В возбужденном мозгу доктора проносились картины этих и тысячи других триумфов, блестящих, удивительных, потрясающих, ошеломляющих. Перед ним открывался новый сказочный мир, мир красоты и гармонии. Он видел его так ясно и реально, что стоило сделать только шаг… Но все это станет возможным, если у него появятся те пять-шесть тысяч дуро, которые принесет с собой донья Констансия де Бобадилья. «Однако я не женюсь на ней, – продолжал доктор, – если она не полюбит меня или окажется недостаточно хороша собой и бесталанна. Ни за что не женюсь: пусть лучше гибнут все мои мечты и надежды. Ведь люди должны понимать, что я могу жениться только по любви, а не по расчету».

Так рассуждал доктор, обманывая себя, придумывая безвыходные положения, а потом все же преодолевая их. То есть он поступал, как все люди. И получал от этого удовольствие. Наверное, каждому из вас представлялась такая картина: полдюжины врагов нападают на вас, вы геройски принимаете вызов и повергаете противника в прах. На самом же деле бывает достаточно и одного врага, чтобы многие из вас обратились в бегство. Самые скромные белошвейки и судомойки глубоко убеждены, что сам Крез, положивший к их ногам полмира, не мог бы соблазнить их. И только богу известно, с какой легкостью улетучивается обычно их гордая неприступность.

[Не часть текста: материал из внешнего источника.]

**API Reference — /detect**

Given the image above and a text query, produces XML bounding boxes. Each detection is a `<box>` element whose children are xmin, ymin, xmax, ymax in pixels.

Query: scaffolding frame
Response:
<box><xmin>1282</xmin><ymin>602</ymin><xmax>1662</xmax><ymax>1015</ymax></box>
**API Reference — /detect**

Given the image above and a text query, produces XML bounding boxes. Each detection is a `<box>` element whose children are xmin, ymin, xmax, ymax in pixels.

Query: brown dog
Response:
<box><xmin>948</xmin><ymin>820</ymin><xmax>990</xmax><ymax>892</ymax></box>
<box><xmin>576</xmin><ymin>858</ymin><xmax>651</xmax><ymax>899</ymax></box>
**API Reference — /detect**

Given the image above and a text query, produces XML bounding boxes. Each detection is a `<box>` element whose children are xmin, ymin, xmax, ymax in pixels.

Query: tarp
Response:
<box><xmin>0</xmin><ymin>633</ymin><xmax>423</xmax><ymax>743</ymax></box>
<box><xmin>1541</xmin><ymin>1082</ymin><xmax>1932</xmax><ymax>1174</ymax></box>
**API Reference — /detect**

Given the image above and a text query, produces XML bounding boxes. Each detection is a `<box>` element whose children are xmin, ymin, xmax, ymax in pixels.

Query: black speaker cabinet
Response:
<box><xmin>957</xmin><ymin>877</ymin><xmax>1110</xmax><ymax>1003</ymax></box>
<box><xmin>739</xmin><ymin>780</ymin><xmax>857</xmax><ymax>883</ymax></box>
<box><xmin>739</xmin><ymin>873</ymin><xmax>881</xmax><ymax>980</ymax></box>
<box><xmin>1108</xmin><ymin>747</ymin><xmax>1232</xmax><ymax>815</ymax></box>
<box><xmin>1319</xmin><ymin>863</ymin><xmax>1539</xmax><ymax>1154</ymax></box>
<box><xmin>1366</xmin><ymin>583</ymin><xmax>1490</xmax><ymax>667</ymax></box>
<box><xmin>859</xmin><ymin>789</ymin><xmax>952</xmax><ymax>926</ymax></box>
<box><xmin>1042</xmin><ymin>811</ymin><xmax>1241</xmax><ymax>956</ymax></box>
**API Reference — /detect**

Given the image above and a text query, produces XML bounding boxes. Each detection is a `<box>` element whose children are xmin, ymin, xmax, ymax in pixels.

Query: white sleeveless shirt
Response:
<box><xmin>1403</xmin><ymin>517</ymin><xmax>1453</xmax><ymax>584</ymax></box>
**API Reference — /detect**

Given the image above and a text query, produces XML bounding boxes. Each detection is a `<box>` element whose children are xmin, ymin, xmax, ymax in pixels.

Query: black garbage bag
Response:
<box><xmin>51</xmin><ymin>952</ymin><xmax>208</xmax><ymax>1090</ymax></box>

Доктор прекрасно знал, что Констансия хороша собой, поэтому ему не нужно было ни великодушничать, ни проявлять геройство, если бы дело дошло до женитьбы на этой действительно красивой девушке. Однако то, что нынче называется «пускать пыль в глаза», используется не только для того, чтобы ослеплять других, но и себя самого, чтобы создать впечатление о своих собственных достоинствах и совершенствах, к своему же собственному удовольствию.

Внутренний монолог доктора стал еще более откровенным, прямым и значительным, когда он продолжал: «А если Констансия меня не полюбит? Я могу показаться ей малоприятным, скучным, неостроумным, она может не оценить мою душу и не поверить в мое будущее. И что, если, несмотря на все это, я влюблюсь в нее? Тогда я должен буду ее убить. Но чем она виновата, если я ей не понравлюсь? У меня нет права не только убить женщину, которая меня отвергла, но даже возненавидеть ее. Это будет ужасно, и я не знаю, что мне тогда делать. Я ослушаюсь матушку и поеду в Мадрид как есть, без всяких средств, наудачу, буду бороться и не отступлюсь, пока не завоюю славу, деньги и почет, пока не докажу Констансии, что я достоин ее, что мне не нужны ее деньги, что я не пустой мечтатель. Я готов ехать в Мадрид хоть сейчас, прямо через Толедские ворота, со всем своим скарбом, с мулами, с печеньями, вареньями и прочей снедью. Там они не залежатся».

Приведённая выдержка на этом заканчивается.